This repository contains custom scripts and documentation associated with the analyses in our BioRxiv manuscript concerning the application of our TALON pipeline to long read transcriptomes from PacBio and direct-RNA Oxford Nanopore.
You can find the preprint here.
To download the TALON program, please visit https://github.com/mortazavilab/TALON.
To download the TranscriptClean program, please visit https://github.com/mortazavilab/TranscriptClean.
To download the ENCODE DCC deployment of the TALON pipeline, please visit https://github.com/ENCODE-DCC/long-read-rna-pipeline.
plotting_scripts: Final versions of data visualization scripts used in the paper.
Figure_2: Describes exactly how the panels of Figure 2 in the paper were generated
Figure_3: Describes exactly how the panels of Figure 3 in the paper were generated
Figure_4: Describes exactly how the panels of Figure 4 in the paper were generated
Figure_5: Describes exactly how the panels of Figure 5 in the paper were generated
Supplement: Describes exactly how the figures in the supplment were generated
refs: Contains instructions for downloading reference genomes, GENCODE annotations, and variant files.
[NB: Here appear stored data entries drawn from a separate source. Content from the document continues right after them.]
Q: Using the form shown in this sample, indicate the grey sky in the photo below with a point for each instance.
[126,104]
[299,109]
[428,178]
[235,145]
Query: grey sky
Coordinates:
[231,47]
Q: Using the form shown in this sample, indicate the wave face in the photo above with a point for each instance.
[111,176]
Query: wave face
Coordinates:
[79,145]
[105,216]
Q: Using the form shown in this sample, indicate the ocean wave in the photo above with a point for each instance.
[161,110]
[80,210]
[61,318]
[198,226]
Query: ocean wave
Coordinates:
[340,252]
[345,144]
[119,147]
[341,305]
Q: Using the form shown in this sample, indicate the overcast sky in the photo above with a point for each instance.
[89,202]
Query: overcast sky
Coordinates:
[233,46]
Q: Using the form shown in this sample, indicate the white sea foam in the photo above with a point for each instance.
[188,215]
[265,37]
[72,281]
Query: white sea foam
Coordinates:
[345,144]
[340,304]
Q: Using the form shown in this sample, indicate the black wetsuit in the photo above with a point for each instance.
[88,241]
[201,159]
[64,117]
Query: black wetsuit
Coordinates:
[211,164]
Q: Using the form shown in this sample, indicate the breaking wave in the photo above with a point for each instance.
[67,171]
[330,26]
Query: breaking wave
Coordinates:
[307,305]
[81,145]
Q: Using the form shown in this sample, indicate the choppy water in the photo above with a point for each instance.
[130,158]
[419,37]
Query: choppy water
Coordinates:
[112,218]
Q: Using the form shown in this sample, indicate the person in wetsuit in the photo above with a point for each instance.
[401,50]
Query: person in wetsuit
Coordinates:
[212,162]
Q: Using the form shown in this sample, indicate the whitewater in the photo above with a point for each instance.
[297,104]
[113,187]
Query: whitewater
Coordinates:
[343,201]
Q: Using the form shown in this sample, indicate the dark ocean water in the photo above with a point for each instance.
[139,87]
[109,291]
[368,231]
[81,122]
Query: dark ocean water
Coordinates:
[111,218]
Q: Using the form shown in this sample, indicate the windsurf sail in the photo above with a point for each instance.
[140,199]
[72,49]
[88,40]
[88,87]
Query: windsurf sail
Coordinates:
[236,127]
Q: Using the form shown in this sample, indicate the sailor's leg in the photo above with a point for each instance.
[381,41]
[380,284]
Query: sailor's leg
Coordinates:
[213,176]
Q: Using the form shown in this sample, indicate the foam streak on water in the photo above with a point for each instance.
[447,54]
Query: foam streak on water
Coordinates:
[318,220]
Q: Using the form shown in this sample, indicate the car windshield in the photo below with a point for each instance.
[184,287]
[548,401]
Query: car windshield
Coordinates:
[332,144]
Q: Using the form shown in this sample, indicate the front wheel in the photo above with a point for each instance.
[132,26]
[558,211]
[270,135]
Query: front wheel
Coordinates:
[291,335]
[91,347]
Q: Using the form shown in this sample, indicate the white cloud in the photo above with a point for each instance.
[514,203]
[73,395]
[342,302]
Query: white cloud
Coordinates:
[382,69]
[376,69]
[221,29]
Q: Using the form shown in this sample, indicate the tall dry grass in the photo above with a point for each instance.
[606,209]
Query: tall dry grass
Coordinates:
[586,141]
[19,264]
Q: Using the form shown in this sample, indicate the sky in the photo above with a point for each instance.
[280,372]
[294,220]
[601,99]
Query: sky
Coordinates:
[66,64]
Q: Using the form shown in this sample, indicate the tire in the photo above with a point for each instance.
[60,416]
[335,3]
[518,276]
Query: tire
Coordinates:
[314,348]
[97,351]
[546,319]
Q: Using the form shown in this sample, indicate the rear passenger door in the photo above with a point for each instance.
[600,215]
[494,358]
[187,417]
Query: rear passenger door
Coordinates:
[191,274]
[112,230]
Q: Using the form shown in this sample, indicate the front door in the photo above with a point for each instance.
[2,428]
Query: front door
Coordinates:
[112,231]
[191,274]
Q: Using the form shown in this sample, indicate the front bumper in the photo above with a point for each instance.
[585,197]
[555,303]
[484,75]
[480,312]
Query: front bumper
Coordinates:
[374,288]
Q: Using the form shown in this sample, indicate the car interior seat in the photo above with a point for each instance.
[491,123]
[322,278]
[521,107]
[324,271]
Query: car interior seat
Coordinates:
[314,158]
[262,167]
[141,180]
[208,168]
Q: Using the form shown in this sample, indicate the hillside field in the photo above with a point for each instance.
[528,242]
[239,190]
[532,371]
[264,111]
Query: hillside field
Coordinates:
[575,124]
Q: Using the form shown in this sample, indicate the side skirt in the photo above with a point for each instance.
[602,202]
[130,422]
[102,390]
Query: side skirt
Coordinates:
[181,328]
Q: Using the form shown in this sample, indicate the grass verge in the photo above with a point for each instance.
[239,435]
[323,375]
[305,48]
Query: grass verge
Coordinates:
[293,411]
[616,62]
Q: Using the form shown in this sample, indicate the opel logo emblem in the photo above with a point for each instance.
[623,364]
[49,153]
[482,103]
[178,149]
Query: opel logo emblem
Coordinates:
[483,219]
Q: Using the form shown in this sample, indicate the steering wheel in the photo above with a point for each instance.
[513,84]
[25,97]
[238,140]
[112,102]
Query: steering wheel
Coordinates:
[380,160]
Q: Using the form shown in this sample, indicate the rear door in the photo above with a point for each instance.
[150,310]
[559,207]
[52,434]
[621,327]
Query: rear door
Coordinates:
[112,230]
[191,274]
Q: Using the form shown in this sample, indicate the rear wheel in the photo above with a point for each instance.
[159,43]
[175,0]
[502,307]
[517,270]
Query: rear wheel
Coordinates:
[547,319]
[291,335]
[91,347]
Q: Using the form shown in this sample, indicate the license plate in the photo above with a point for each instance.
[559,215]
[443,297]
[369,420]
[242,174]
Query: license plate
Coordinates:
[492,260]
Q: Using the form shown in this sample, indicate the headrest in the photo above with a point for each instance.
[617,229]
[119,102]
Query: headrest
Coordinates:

Also includes scripts we used to prepare input files for TranscriptClean and TALON initializations.
Illumina: Scripts for downloading short-read Illumina RNA-seq data from the ENCODE consortium and running Kallisto on them in order to perform short read quantification.
data_processing: Scripts used to run TALON and post-TALON utilities (ie filtering, generating GTFs, generating abundance matrices), as well as other various analysis scripts.